Stroke is a heterogeneous multifactorial disorder. Although epidemiological data from twin and family studies provide substantial evidence for a genetic basis for stroke, the contribution of genetic factors identified so far is small. Large progress has been made in single-gene disorders associated with ischemic stroke, particularly at young age. The identification of NOTCH3 mutations in patients with cerebral autosomal dominant arteriopathy with subcortical infarcts and leucoencephalopathy (CADASIL) and of TREX1 mutations in retinal vasculopathy with cerebral leukodystrophy (RVCL) have led to new insights on lacunar stroke and small-vessel disease. Studies of sickle-cell disease have drawn attention to the importance of modifier genes and of gene-gene interactions in determining stroke risk, while there is now evidence that Fabry disease is an underdiagnosed cause of stroke. Furthermore, stroke is a well-known complication of several heritable connective tissue disorders, including Marfan's syndrome (FBN1 mutations) and Ehlers-Danlos syndrome type IV (COL3A1 mutations), which predispose to cervical artery dissection, the most frequent cause of cerebral ischemia at young age. By contrast, little is known about the genes associated with multifactorial stroke. The reported genome-wide association studies of ischemic stroke have shown that no single common genetic variant imparts major risk. Pharmacogenomic studies have uncovered genetic determinants of response to warfarin, statins and clopidogrel. Larger studies with samples numbering in the thousands are ongoing to identify common variants with smaller effects on risk. This approach will contribute to the identification of additional genes, novel pathways, and eventually novel therapeutic approaches to cerebrovascular disorders.

摘要

中风是一种异质性的多因素疾病。尽管来自双胞胎和家族研究的流行病学数据为中风的遗传基础提供了大量证据,但迄今为止确定的遗传因素的贡献很小。

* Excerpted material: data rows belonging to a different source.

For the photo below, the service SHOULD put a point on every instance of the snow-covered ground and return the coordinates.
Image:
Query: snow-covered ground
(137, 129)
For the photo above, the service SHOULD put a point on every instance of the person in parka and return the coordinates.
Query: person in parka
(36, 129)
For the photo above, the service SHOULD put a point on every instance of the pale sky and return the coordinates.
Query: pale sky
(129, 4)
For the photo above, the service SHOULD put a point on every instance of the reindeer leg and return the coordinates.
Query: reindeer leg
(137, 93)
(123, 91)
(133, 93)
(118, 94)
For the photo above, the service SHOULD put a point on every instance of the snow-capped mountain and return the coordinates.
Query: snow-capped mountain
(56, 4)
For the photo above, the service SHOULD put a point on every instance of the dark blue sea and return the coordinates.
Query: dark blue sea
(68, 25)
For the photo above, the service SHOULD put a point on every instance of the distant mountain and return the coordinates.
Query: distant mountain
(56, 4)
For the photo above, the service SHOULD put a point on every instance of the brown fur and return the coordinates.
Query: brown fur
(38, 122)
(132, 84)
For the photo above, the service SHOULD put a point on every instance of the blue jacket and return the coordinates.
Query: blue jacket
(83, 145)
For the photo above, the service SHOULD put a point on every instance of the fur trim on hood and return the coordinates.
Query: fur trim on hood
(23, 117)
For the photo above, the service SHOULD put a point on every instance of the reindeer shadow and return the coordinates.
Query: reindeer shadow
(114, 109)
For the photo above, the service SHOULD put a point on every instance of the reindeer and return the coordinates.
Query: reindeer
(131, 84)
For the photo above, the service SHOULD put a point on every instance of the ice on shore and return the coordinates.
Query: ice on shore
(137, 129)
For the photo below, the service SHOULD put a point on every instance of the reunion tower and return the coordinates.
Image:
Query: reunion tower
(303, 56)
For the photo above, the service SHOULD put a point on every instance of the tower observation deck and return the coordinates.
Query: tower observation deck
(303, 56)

在与缺血性中风相关的单基因疾病方面已经取得了很大进展,尤其是在年轻患者中。在伴有皮质下梗死和白质脑病的脑常染色体显性动脉病(CADASIL)患者中发现 NOTCH3 突变,以及在伴有脑白质营养不良的视网膜血管病变(RVCL)患者中发现 TREX1 突变,这为腔隙性中风和小血管疾病提供了新的认识。镰状细胞病的研究引起了人们对修饰基因和基因-基因相互作用在确定中风风险中的重要性的关注,而现在有证据表明,法布里病是中风的一个被低估的原因。此外,中风是几种遗传性结缔组织疾病的已知并发症,包括马凡综合征(FBN1 突变)和埃勒斯-当洛斯综合征 IV 型(COL3A1 突变),这些疾病易导致颈动脉夹层,这是年轻患者脑缺血的最常见原因。相比之下,人们对与多因素中风相关的基因知之甚少。已经报道的缺血性中风全基因组关联研究表明,没有单一的常见遗传变异会带来主要风险。药物基因组学研究揭示了华法林、他汀类药物和氯吡格雷反应的遗传决定因素。正在进行更大规模的研究,样本数量数以千计,以确定对风险影响较小的常见变异。这种方法将有助于确定其他基因、新途径,并最终为脑血管疾病提供新的治疗方法。